Il y a bien des façons de faire le bilan d'un débat des chefs. La plus classique consiste à se demander, comme dans un match sportif, qui a été le gagnant, quel belligérant a réussi à marquer des points. On peut regarder les choses autrement, non pas du point de vue des chefs et de leur formation politique, mais de celui du citoyen.

Depuis le déclenchement des élections, on dit que cette campagne intéresse peu les électeurs. Dans ce climat d'indifférence relative, le débat d'hier soir jouait un rôle crucial. Non seulement était-il un moment fort de la campagne mais, pour plusieurs, c'est son véritable coup d'envoi. Pour bien des gens, la campagne commençait hier soir.Pauvres d'eux! Ils ont certes eu droit à un fidèle résumé de trois semaines d'une campagne qui ne vole pas haut. Un concentré de toutes les «lignes» des chefs, tous leurs punchs, toutes leurs accusations, dans un climat cacophonique qui rappelait douloureusement les insupportables échanges de l'Assemblée nationale.

En sont-ils sortis éclairés? En savent-ils un peu plus sur les projets des trois partis? Ont-ils eu droit à quelque chose qui ressemble un peu à un débat d'idées? Sont-ils plus éclairés sur les grands enjeux? En d'autres termes, la démocratie en sort-elle gagnante? Hélas non.

Le premier bloc d'échanges, qui portait essentiellement sur la santé, a été, à cet égard, désespérant. On sait que c'est là la priorité numéro un des Québécois, inquiets du fait que la situation ne semble pas s'améliorer malgré les sommes colossales qu'on y injecte. Le chef libéral Jean Charest a dénoncé ad nauseam la décision malheureuse du gouvernement Bouchard, dont faisait partie Pauline Marois, de mettre médecins et infirmières à la retraite. La chef péquiste a dénoncé le fait que le gouvernement libéral n'a pas tenu ses ambitieuses promesses en santé. Une indigeste bataille de chiffres dans le genre «vos listes d'attente sont plus longues que nos listes». Pareil en éducation.

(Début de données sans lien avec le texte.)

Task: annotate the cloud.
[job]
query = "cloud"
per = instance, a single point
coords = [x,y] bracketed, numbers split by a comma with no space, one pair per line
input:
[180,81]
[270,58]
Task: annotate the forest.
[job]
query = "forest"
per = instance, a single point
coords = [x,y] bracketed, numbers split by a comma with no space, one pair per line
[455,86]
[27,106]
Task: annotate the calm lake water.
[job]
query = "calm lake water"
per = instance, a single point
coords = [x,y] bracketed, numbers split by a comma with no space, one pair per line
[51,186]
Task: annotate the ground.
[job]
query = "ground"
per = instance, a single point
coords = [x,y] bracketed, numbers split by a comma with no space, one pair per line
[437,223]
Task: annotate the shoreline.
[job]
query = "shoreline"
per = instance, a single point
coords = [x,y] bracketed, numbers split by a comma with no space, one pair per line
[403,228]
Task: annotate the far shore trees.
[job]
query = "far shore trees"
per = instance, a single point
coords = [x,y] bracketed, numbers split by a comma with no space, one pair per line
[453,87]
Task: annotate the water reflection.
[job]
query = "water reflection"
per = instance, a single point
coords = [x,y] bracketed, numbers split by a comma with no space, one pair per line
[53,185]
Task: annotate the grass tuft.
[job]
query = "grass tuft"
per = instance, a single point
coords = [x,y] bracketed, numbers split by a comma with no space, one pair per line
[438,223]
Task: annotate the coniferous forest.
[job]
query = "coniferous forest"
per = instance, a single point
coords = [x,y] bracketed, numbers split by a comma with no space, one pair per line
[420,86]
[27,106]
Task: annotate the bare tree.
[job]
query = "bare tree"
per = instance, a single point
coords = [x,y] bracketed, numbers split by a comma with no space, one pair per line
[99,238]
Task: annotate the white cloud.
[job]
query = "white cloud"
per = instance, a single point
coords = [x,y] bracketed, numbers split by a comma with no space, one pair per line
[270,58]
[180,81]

Le second bloc d'échanges, dans le dossier encore plus pressant du ralentissement économique et de la tempête qui nous menace a été de la même eau. Encore des chicanes de chiffres et du «bitchage». Mme Marois qui rend les libéraux responsables de la crise de la forêt. Jean Charest qui dénonce le déficit légué par Mme Marois.

Avec une digression prévisible sur les chiffres de la Caisse de dépôt et ses évidentes pertes boursières. Faut-il rendre les données publiques? Il y a matière à débat. Mais il était évident que ce débat a essentiellement pour but d'associer Jean Charest aux effets de la crise, comme le montrait la démagogie de Mario Dumont qui parlait des «pensions menacées», ou celle de Mme Marois qui l'accuse de déclencher des élections pour cacher les déboires de la Caisse. Des débats partisans qui ne donnent pas l'heure juste sur l'économie, qui ne créeront pas une job, gênants dans un contexte de crise mondiale.

On pouvait difficilement s'attendre à ce que le premier ministre Charest sorte vainqueur d'un échange à trois où, en tant que premier ministre dans une période difficile, il était la cible des tirs croisés de ses deux adversaires.

Quant à Mme Marois, est-ce que son ton agressif, sa tendance à interrompre seront à son avantage. On verra comment ses partisans apprécieront sa prestation. Car l'enjeu pour elle était moins de voler des votes à ses adversaires que de mobiliser ses propres partisans, moins intéressés que les autres à la campagne, décus de leur parti et en deuil de leur option.

S'il y a eu une heureuse surprise, c'est la prestation de Mario Dumont. Celui-ci, qui a été un véritable «loose canon» dans cette campagne, a choisi la voie de la sobriété. Troisième dans une lutte à trois, il a mis ses adversaires dos à dos, et il a réussi à exposer ses idées et à montrer en quoi il était différent des deux vieux partis, contribuant ainsi à élever au débat.

Est-ce ça fait des gagnants? Difficile à dire dans un débat bruyant, sans moment fort, sans knockout, où personne ne réussissait vraiment à se distinguer. Mais il y a certainement eu des perdants: les électeurs. Et une victime, la démocratie. Parce que bien des gens, après un débat pareil, auront peut-être le goût de rester chez eux le 8 décembre.